Busy, busy, busy. Day and night ... going here, there, and everywhere. Kid and bodyguard to school, Nanny and bodyguard shopping, me and bodyguards to the mine. Trouble with employees stealing, drinking, drugs on the job and from the job. I finally learned the accountants name and she up and steals half a million from petty cash and I put the “Beagle Brothers” on to her.
Actually, to tell the truth, I told the brothers that she had half a million in cash and I never expected to see her or the money. You have understand ... I didn’t do it for spite ... or revenge ... I told them because I knew the names of every employee and had just learned hers.
Charley Beagle said, “Oh really,” and nudged his twin in the ribs.
“Half a million in petty cash?” said the insurance agent. “Who keeps half a million in petty cash?”
“I consider the company lucky,” I said. “She only took half.”
“You keep a million in petty cash?” She said. “What kind of idiot keeps a million in petty cash?”
“Come with me,” I said.
I took her to the tire barn The place was full.
“Forty thousand apiece. The big dump trucks take six, Federal Health and Safety regulations require changing them every six months.” I said. I pointed out one of the big end dump trucks, “The trucks cost on average a million five ... used.”

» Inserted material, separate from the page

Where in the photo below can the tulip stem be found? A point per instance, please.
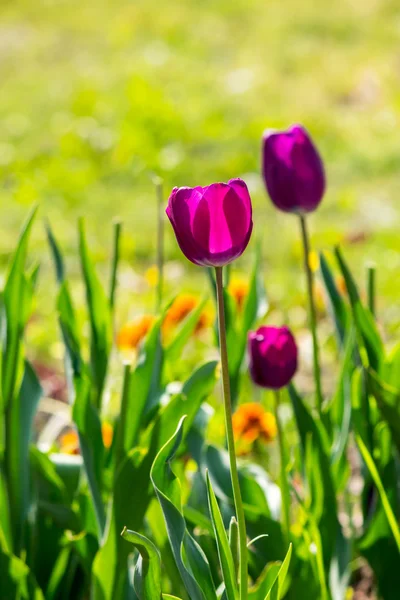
(230, 438)
(283, 460)
(160, 243)
(312, 311)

“Why do you need them?” she said, “You’re not mining coal.”
“The Government and the Environmental folks decided we needed a real road. They wanted a paved road to start at the mine and skirt the east side of the Sunny Corner State Forest ... naturally ... we had to build and pay for it,” I said. “We bought what I considered to be the very minimum equipment to get the job done; a grader, a dozer, a front end track hoe and couple of little dump trucks. The first day the crawler broke its blade.

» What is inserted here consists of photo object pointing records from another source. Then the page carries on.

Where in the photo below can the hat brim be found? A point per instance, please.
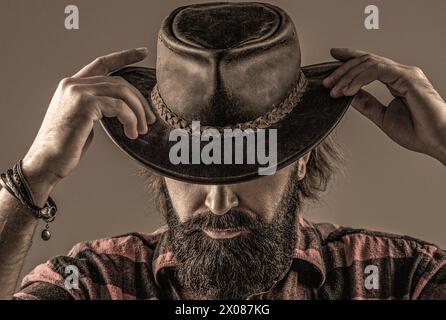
(308, 124)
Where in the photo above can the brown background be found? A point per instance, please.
(385, 186)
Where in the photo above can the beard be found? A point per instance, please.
(237, 267)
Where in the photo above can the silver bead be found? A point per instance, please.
(46, 234)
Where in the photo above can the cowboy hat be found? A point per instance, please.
(229, 66)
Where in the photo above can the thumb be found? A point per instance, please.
(370, 107)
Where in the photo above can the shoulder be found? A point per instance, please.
(131, 245)
(335, 236)
(406, 266)
(106, 268)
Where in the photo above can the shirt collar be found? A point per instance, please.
(307, 254)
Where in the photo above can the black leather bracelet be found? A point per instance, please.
(15, 183)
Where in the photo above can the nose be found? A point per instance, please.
(220, 199)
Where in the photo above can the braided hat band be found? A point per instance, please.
(265, 121)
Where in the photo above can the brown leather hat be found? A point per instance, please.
(229, 66)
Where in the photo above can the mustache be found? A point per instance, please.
(232, 220)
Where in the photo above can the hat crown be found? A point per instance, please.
(225, 26)
(226, 63)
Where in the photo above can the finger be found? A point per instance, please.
(370, 107)
(149, 114)
(112, 107)
(122, 90)
(344, 54)
(345, 81)
(112, 62)
(339, 72)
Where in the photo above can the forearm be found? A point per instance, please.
(17, 226)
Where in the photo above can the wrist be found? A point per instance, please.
(41, 181)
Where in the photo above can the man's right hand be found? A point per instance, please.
(80, 101)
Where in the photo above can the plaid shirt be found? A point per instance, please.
(329, 262)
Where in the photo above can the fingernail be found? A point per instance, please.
(143, 50)
(151, 119)
(326, 82)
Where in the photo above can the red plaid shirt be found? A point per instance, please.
(329, 262)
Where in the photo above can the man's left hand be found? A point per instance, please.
(415, 119)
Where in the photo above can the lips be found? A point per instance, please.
(218, 234)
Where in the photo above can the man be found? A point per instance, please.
(231, 234)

“Because we’re dealing with basalt rock, we had to drill and blast. The first blast uncovered a huge vein of rusty quartz. The ore assays right at two thousand ounces of refined gold per ton of ore ... on a bad day. The only other mines in the world that assayed that high were closed during World War Two. During the downtime, they flooded and never re-opened. There was one mine in Nevada that assayed out at twenty four thousand ounces per ton. And the silly fuckers closed it.”
She was nodding and making eye contact during the entire explanation so I felt I was making progress. We continued talking on our way back to the office.
“When equipment comes in, we pay cash. It actually saves money. There’s none of the Check is in the mail or Waiting for the check to clear nonsense. Clearing a check is electronically instantaneous. Having to wait six days means the bank draws interest on the amount of the check for the clearance time.
“Six days interest on a million dollars is a significant sum. Our suppliers know they’ll be getting cash on delivery.
“Shipping on a six tire set is right at six thousand dollars. Shipping on an end-dump truck is a hundred grand and that doesn’t include welding the dump bed back together. So ... we keep a million in petty cash. You’ve seen our vault. Banks would like to have our vault, but the best vault in the world can’t protect us from a dishonest employee ... that’s why we have insurance.” And I smiled at her.
“Her name is Sarah Sutherland and it’s taken us two days to run an audit ... she’s got two days on your investigators. Better get on with it.”
The insurance agent went back to Sydney.
I never expected to see her again ... expect in one hand and shit in the other ... see which hand gets full first.
The agent showed up before the shit hand was full. And proceeded to give me a ration of it.
“It is the opinion of the Board that your company needs to follow acceptable present day business practices; 90 days the same as cash, write cashiers checks if the need is for that. Borrow funds to finance new equipment, things like that. We will honor your policy ... this time ... but ... never again,” she acted like she was dealing with an unruly teenager.
I nodded my head, accepted the check and drove back home. I deposited the check ... waited six days and closed out my accounts.
“Abby? How’s school?”
“Like to take a break?”
“No. In case you hadn’t noticed, I have a boyfriend.”
“I believe I had heard that. Is it serious?”
“Serious enough that I turned in my Vee card.”
“I hadn’t heard that,” Were chips going to fall? “That’s pretty serious.”
“And very, very good,” she grinned.
“You have no idea,” giggling.
“Probably not ... from my end it’s good but never as good as it can get for the girl.
“So, I need to get away, and I was thinking of calling Jim.”
“No matter what,” she said, “You’re still frugal. There’s another word for it ... but cheap sounds so crass.”
“You got it,” I said. “Listen, are you good to go if I went?”
“Can you wait until next month?”
“Next month?” I thought ... it came flooding back ... the eighteenth anniversary of Just Abby’s death. “Your birthday.”
“Dad, you didn’t think about my birthday, you thought of Mom ... and then you remembered me.”